Honoka yang biasanya sudah kembali lagi.
“Kamokura-san pernah bilang kalau dia paling menyukai kakakku, tapi hal itu tidak cukup untuk seorang pria.”
“Aku tidak bisa menyangkalnya. Tapi, selama Touko-senpai tidak mau, tidak ada yang bisa aku lakukan. Kami adalah sepasang kekasih, jadi kami harus saling menghormati.”
“Bisakah kamu terus menahannya? Ataukah jangan-jangan, kamu sebenarnya pemburu perawan?”
“Sudah kubilang jangan mengatakan hal-hal seperti itu dengan entengnya! Kau masih anak SMA, kan?”
“Isshiki-san juga masih di bawah umur, dan kamu hanya dua tahun lebih tua dariku, kan? Tapi, kamu pernah mengalaminya, kan?”
Aku tak bisa berkata-kata.
“Fufu, jadi, kamu suka perawan, ya?”
Entah kenapa, dia mengatakan itu dengan gembira.
“Aku tidak akan membicarakan hal ini denganmu lagi. Yang lebih penting, apakah kau memiliki hubungan dengan Kamokura-senpai?”
Aku khawatir dan menanyakan hal itu padanya.
Mungkin saja, kebenaran antara aku dan Touko-senpai telah bocor ke Kamokura melalui gadis ini.
“Itu karena dia mantan pacar kakakku. Ketika Kamokura-san datang ke rumah saat liburan musim panas, aku bertemu dengannya bersama kakakku. Kami juga bertukar alamat email dan ID media sosial. Dia menghubungiku tepat setelah Kamokura-san dicampakkan oleh kakak.”
“Apakah kau memberi tahu Kamokura-san tentang kami?”
Honoka menggelengkan kepalanya.
“Yah, ini soal kakakku, jadi bukan tempatku untuk mengatakan sesuatu tentangnya. Selain itu, dia hanya memintaku untuk membantunya kembali bersama dengan kakakku, dan menciptakan kesempatan agar mereka berdua dapat bertemu.”
“Tapi, kau sangat mendukung Kamokura-san, kan? Kau bilang kalau kau tidak ingin berjalan denganku, namun kau mau berjalan dengan Kamokura-san.”
“Bukan seperti itu. Selain itu, aku tidak bilang kalau aku tidak ingin berjalan dengan Isshiki-san…”
Kemudian, dia dengan malu-malu menundukkan kepalanya dan berkata.
“Setelah apa yang terjadi malam ini, aku akan menjadi tim Isshiki-san sekarang. Jadi, kamu sudah puas, kan?”
Aku tersenyum pahit.
Sampai akhir pun, dia adalah gadis yang semaunya.
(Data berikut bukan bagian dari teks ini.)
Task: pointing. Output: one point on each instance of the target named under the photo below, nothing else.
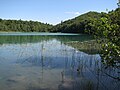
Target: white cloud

Setiba di depan rumahnya, Touko-senpai sudah menunggu di gerbang.
“Honoka!”
Saat Honoka turun dari mobil, Touko-senpai berlari ke arahnya dan memeluknya.
“Maaf sudah membuatmu khawatir, kak.”
“Aku juga minta maaf karena sudah memukulmu.”
Saat aku melihat mereka, aku bertanya-tanya apakah mereka sudah seperti ini sejak mereka masih kecil.
Aku yakin kalau Touko-senpai mencari sesuatu dari Honoka, dan Honoka mencari sosok ideal yang dikagumi dari Touko-senpai.
Apakah itu juga hubungan saling ketergantungan antar perempuan?
Touko-senpai menatapku.
“Terima kasih banyak. Ini semua berkat Yuu-kun.”
“Tidak, tidak sama sekali…”
Malahan, kupikir semua ini terjadi akibat perilakuku yang ceroboh.
Dua sosok keluar dari ambang pintu.
Aku yakin mereka pasti orang tua Touko-senpai.
Aku belum siap untuk bertemu tatap muka dengan mereka di sini.
“Yah, kalau begitu, aku serahkan padamu.”
Setelah mengatakan itu dengan tergesa-gesa, aku melompat masuk ke dalam mobil.
Sepertinya Touko-senpai mengatakan sesuatu, tapi aku pura-pura tidak mendengarnya dan menyalakan mobil.
Dalam perjalanan pulang, aku berpikir…
Aku mungkin merasa sedikit iri karena aku tidak punya saudara.